About Chinese Food

What is Chinese cuisine? That’s a hard question to answer because the ingredients and cooking styles vary with every region and minority. In some regions food is traditionally spicy, in others sweet. So many different dishes and tastes. Chinese cuisine is like a world on it’s own. Sometimes it sucks, sometimes it’s brilliant.

They say Chinese eat everything what moves but when you ask Chinese they say: “Yeah, in Canton (Guangdong province) only.”  But well, I am sure you can find dog meat in any region as long as you know where to look for it. They sell dogs for meat at markets in the southern China but I haven’t seen that anywhere else. In Beijing there is a snack street (at Wangfujin) where you can find scorpions, snakes and such but that’s not something people eat daily. Heck, they even have a penis restaurant in Beijing.

Beijing hotpot

Sichuan hotpot

Chongqing hotpot

When I think about it, Beijingers eat potatoes, rice, carrots, chicken, mushrooms, cabbage… doesn’t sound so special anymore, huh? The main ingredients of Chinese cuisine are vegetables, noodles, meat and rice. Just like in Europe we eat pasta, meat, vegetables etc. When it comes to vegetables Chinese have different types of cabbages (they really love their cabbage!!) and melons. Here are some examples of more “exotic” vegetables.

(fuzzy melon, bitter melon, bamboo shots, bok choy, lotus roots, mug bean sprouts)

But many vegetables are nothing too special: broccoli, carrots, celery, scallions, eggplants. The thing is that Chinese eat more vegetables, they don’t eat green salads but the vegetables are always cooked. Of course, in some cafe’s you can find salads and such but it’s not a part of daily cuisine. The meat is often minced or cut into small pieces (with bones even) and mixed with the vegetables. If you eat in any type of canteen (staff canteen, student canteen) you can come across fish heads, chicken feet, pig’s feet or anything between and beyond that. In restaurants you can order preserved black eggs (not too bad actually), mix of intestines and blood cooked with noodles (typical Beijing dish), fish head soup. Grilled chicken hearts anyone? How about liver with broccoli? Frog’s feet? This all is worth tasting.

Beijing Duck

What is the Chinese taste then? When do you know the food tastes Chinese?
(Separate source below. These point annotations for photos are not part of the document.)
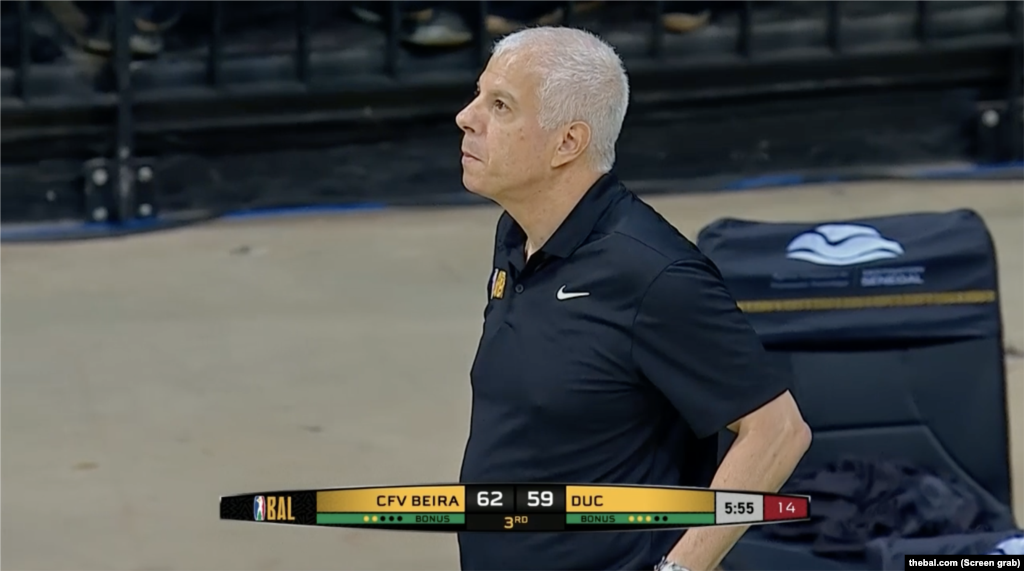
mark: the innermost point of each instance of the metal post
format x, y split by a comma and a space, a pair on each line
393, 31
302, 42
745, 35
657, 31
835, 26
1014, 113
215, 55
124, 176
569, 8
482, 36
924, 27
24, 50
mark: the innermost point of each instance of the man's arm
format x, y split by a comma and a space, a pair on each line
769, 443
693, 344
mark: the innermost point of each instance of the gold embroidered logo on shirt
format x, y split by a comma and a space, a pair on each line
498, 284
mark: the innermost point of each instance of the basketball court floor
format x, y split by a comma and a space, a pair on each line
141, 379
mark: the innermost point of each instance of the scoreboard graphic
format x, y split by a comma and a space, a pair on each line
512, 508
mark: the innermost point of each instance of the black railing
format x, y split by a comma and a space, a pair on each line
317, 85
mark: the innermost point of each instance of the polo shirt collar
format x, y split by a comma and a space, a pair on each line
577, 226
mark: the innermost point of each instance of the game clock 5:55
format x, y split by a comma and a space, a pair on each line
738, 508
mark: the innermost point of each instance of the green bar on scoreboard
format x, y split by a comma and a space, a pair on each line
626, 519
390, 519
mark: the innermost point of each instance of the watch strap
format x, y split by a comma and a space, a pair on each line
666, 565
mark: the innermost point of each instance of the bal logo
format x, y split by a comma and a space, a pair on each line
259, 508
272, 509
843, 245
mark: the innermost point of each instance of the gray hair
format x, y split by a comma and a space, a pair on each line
582, 79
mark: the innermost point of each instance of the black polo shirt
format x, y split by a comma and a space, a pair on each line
611, 356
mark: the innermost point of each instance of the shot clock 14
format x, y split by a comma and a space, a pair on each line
515, 508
Garlic, ginger, star anise, chicken stock, white sugar, monosodium glutamate (doesn’t really taste like anything), pepper powder, starch, prickly ash seeds, dried red chili, cardamom, Sichuan peppercones (these will numb your tongue!) and Five Spices Powder (usually including : star anise, fennel seed, Sichuan peppercones, cinnamon,  and cloves (sometimes also garlic and ginger.) When it comes to seasonings the usual ones are: hoisin sauce, soy sauce, oyster sauce, broad bean sauce (has many different varieties), sesame oil, peanut oil, chili oil, sweet and sour sauce, vinegar, and cooking wine. In China you can often buy readily mixed and minced spice mix for hot pots, soups and other dishes. Probably these are available in your local Asian food store as well.

Typically Chinese eat breakfast around 6-10am, lunch 11-13 and dinner from 6pm till late. It might be a hell trying to go to a local restaurant during midday around 12, everyone seems to be eating then. Same goes for dinner after 6pm.
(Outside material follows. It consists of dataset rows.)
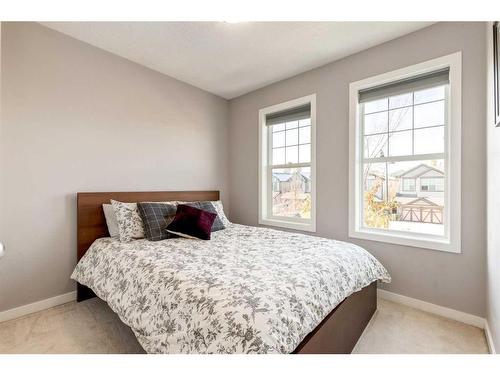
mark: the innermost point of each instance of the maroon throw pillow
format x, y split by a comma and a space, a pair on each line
192, 222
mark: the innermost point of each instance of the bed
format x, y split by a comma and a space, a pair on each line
247, 290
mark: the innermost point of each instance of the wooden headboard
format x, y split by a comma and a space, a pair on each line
91, 223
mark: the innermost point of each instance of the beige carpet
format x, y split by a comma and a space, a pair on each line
91, 327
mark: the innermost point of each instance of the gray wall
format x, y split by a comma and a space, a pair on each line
453, 280
493, 201
76, 118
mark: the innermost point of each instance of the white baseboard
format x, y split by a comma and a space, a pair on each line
446, 312
17, 312
489, 338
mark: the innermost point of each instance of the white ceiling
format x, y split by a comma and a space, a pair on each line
231, 59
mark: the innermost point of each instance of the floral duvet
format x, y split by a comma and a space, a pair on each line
247, 290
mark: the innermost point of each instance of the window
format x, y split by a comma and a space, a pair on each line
287, 168
405, 156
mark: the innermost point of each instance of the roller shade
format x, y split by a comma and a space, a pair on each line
420, 82
293, 114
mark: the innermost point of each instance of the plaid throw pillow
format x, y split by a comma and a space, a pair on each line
156, 217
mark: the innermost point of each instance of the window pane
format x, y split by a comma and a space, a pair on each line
278, 139
400, 119
430, 114
305, 153
400, 143
279, 156
292, 137
305, 135
418, 211
376, 106
393, 198
429, 95
408, 184
400, 101
374, 187
305, 122
376, 123
292, 192
278, 127
429, 141
432, 184
292, 154
375, 146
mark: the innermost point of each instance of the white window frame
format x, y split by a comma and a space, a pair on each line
451, 241
265, 169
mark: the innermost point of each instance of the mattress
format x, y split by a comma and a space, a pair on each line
247, 290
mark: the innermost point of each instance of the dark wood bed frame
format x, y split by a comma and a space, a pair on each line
338, 333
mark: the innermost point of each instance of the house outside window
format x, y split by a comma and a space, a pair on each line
405, 129
286, 165
408, 184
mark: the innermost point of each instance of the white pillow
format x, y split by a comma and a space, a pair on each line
220, 212
112, 223
130, 225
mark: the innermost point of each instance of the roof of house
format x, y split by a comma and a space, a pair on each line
418, 171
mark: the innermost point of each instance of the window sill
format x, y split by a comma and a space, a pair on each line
306, 227
406, 240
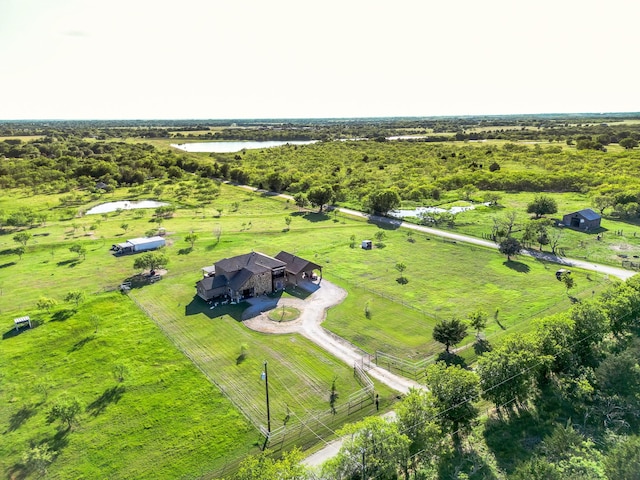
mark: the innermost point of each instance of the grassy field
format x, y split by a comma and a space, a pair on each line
444, 280
163, 421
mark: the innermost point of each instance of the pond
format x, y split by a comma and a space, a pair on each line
416, 212
232, 147
124, 205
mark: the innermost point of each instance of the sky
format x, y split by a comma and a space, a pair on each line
212, 59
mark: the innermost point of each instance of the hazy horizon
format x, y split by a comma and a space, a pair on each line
250, 59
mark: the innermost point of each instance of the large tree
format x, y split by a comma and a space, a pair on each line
22, 238
382, 201
507, 373
510, 246
150, 261
449, 332
320, 195
415, 416
372, 448
542, 205
454, 390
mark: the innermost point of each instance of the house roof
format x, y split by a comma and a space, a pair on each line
587, 213
240, 278
295, 264
143, 240
210, 283
255, 262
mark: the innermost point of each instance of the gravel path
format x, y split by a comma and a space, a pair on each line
313, 312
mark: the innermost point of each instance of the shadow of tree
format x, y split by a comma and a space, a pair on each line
110, 395
315, 217
71, 262
199, 306
517, 266
464, 464
481, 345
513, 438
14, 333
211, 246
451, 359
64, 314
81, 343
21, 416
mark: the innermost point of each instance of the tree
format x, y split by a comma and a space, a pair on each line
449, 332
264, 467
38, 458
401, 267
507, 373
75, 296
453, 390
150, 261
191, 238
510, 246
568, 281
492, 198
22, 238
66, 409
382, 201
478, 320
623, 461
372, 448
300, 200
628, 143
95, 321
46, 303
602, 202
79, 249
415, 416
320, 195
542, 205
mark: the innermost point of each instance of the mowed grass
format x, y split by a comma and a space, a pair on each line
300, 372
618, 237
165, 420
445, 280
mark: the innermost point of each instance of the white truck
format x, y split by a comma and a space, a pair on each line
135, 245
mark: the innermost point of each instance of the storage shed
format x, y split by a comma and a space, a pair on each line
586, 220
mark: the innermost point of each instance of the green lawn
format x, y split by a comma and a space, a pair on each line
163, 421
171, 419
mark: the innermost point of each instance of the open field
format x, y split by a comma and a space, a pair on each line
162, 421
444, 280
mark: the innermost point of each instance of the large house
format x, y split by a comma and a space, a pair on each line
253, 274
585, 219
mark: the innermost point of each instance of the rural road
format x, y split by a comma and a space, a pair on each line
314, 312
620, 273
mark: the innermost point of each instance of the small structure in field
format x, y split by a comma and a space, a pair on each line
254, 274
585, 220
135, 245
21, 321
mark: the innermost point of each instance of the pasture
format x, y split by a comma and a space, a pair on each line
444, 280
Typical breakfast consists of rice congee (topped with about anything like mushrooms, vegetables, fish, nuts, pickles etc) and 包子(baozi) steamed buns with meat or vegetable filling. For drink hot milk or soya milk and yoghurt.  A broader breakfast can include any of these: deep friend bread, steamed bread (馒头 mantou), wonton (dumpling noodle soup), noodles with vegetables (friend/soup), steamed/fried dumplings, sweet potato, pickled, fermented tofu, boiled eggs, sauteed vegetables, and local dishes (like Beijing pancake in Beijing or sticky rice wrapped in a leaf in the south).

Accompaniments for congee and noodles: pickled vegetables, fermented eggs, greens, peppers and such.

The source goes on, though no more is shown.